Внеклассное чтение. Том 2 - Акунин Борис - Страница 51
- Предыдущая
- 51/55
- Следующая
Он взволнованно затряс головой, боясь, что не сумеет сейчас найти нужных слов.
– Послушай… Ты ведь уже взрослая, ты умная, ты должна это понять! Человеку только кажется, что он борется со злом, которое вовне. На самом деле он борется со злом в самом себе, преодолевая свои собственные малодушие, корысть, эгоизм! Победа над злом – это победа над плохим в самом себе. Вот почему когда зло побеждают нечестными, недостойными способами, это никакая не победа, а поражение. Потому что зло извне перемещается внутрь тебя, и получается, что оно победило, а ты проиграл! Черт, я путано говорю! Ты меня понимаешь?
Мира помолчала, глядя на него исподлобья.
– Ладно. Сегодня ей не скажу… Было ясно, что большего от неё не добиться. Фандорин откинулся назад, закрыл глаза. Какой тяжёлый, нескончаемый день, думал он, чувствуя себя постаревшим на десять лет.
Глава двадцать вторая.
МНОГО ШУМА ИЗ НИЧЕГО
Мне ещё не исполнилось семи лет, а будто семьдесят, думал Митридат, глядя на жалкое папенькино лицо. Слезы высохли сами собой – все равно по части слезообильности за родителем было не угнаться. Да и о чем плакать? Ну их всех, с их жизнью, если тут такие дела творятся. Лучше умереть. Только Данилу с Павлиной жалко.
Видно, что-то такое проступило в его лице – Алексей Воинович попятился, потёр рукой лоб, словно хотел вспомнить нечто, но не мог.

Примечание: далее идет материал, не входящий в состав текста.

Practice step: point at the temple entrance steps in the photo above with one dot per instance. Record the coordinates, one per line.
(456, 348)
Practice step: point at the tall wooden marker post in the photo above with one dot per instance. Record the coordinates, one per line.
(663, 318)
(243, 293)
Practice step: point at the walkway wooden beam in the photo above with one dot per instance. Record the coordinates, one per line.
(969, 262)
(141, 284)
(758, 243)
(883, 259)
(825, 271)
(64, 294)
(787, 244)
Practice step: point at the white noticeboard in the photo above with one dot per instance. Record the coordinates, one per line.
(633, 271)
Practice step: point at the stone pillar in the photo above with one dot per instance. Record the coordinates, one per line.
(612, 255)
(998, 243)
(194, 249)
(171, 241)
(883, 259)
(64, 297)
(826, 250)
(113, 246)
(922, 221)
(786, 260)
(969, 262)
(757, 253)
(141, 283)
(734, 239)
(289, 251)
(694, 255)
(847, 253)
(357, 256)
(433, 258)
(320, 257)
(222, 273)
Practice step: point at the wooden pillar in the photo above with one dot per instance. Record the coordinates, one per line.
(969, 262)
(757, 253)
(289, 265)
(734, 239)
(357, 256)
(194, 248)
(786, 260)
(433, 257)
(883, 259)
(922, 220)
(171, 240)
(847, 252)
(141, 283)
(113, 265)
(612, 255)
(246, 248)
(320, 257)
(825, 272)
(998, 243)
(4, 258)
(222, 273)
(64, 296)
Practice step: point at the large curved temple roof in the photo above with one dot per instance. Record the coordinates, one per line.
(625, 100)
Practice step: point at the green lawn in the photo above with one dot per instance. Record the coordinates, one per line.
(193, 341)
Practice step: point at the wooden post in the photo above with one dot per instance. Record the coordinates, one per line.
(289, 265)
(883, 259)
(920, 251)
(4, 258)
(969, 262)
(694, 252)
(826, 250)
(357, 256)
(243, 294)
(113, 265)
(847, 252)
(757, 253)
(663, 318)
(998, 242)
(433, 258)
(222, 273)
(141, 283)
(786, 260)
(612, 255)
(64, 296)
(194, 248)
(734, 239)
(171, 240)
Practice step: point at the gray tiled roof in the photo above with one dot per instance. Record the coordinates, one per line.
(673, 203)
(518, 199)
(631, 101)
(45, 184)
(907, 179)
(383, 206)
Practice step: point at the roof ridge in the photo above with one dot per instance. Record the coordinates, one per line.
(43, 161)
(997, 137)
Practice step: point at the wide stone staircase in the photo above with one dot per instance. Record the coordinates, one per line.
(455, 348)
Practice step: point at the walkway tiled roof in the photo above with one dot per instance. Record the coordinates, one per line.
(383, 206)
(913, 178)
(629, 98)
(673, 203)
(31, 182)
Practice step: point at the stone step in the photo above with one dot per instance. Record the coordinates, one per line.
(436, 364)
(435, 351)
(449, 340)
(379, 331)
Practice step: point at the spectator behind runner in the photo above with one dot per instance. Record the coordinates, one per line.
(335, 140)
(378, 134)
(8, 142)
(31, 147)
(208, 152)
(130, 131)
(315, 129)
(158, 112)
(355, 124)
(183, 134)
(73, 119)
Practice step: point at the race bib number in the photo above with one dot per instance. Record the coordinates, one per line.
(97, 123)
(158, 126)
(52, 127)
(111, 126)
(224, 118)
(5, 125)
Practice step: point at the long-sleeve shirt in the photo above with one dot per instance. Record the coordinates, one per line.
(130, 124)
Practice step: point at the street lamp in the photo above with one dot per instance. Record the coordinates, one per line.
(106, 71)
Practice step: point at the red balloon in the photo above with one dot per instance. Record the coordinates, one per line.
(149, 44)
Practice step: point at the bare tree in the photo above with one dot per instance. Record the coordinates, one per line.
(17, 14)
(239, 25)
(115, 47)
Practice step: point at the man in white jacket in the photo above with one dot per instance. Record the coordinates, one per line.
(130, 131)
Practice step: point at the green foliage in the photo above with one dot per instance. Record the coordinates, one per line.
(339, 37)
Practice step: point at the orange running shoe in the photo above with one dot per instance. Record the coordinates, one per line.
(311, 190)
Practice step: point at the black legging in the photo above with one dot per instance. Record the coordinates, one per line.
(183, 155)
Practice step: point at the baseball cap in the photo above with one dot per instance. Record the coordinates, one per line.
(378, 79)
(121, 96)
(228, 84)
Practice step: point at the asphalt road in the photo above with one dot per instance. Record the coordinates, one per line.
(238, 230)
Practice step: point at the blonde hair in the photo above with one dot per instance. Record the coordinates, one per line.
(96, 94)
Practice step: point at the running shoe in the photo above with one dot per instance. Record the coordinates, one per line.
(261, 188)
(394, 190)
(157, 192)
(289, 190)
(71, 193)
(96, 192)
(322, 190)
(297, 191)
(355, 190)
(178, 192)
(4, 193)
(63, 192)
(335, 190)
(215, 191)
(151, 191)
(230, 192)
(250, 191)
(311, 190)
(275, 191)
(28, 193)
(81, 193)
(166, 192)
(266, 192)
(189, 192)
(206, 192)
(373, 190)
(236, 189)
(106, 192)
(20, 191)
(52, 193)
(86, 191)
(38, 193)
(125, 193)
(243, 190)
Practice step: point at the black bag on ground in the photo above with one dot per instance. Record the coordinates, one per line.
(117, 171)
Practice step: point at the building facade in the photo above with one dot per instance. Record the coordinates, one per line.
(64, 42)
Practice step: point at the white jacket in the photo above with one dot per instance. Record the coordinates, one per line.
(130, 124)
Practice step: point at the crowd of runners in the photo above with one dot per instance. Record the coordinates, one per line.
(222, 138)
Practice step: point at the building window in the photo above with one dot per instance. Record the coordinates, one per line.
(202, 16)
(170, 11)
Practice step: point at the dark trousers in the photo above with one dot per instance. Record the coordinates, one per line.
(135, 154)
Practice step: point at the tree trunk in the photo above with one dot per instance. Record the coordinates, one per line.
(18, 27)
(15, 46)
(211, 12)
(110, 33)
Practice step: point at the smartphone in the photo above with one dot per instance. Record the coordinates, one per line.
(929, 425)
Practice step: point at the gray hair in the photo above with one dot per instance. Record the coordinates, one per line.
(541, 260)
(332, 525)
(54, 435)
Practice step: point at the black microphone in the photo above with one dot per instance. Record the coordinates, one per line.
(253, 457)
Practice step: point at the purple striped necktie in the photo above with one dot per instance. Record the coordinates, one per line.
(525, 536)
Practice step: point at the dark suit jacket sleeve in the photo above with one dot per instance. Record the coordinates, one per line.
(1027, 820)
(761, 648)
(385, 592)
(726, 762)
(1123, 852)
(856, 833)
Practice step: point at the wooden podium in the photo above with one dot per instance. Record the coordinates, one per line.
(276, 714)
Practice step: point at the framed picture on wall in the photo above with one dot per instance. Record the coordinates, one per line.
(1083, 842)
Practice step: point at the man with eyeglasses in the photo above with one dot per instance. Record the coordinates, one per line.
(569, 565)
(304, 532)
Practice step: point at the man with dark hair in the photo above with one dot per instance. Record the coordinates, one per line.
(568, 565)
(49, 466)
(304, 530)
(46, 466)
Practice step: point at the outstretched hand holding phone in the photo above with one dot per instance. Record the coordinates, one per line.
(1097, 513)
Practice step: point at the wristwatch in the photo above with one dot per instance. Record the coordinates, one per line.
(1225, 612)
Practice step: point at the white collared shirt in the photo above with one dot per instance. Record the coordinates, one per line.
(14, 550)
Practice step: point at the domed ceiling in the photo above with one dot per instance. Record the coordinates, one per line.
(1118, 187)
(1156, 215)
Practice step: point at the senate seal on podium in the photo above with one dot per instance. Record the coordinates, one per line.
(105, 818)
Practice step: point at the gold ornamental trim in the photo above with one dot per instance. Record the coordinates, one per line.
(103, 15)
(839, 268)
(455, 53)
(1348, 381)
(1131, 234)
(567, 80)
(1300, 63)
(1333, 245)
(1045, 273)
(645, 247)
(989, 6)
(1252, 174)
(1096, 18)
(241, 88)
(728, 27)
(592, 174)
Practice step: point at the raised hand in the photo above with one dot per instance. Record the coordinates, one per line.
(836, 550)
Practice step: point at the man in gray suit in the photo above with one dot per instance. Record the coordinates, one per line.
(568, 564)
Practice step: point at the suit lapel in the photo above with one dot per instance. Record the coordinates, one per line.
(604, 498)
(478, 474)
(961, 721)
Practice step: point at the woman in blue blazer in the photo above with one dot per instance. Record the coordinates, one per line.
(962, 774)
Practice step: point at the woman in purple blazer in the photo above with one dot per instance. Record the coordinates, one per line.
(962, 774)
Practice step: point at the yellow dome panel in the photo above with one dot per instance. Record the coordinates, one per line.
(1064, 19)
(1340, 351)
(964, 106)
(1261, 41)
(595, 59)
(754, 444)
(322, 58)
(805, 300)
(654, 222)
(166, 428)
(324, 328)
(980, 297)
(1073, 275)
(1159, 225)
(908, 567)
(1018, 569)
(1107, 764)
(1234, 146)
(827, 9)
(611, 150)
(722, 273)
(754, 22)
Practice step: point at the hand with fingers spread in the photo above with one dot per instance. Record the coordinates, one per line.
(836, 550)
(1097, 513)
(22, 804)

– Шишку родительской любви расчёсываешь? – усмехнулся Маслов. – Это самоновейшее немецкое открытие – будто все качества человеческой натуры в шишках черепа проступают. Ты бы лучше шишку решительности в себе развил. Мне понадобятся доказательства твоей преданности.
Папенька в ужасе поворотился к тайному советнику:
– Я?.. Вы желаете, чтобы я… сам? Нет, увольте! Я не смогу! Ведь это единокровный сын мой!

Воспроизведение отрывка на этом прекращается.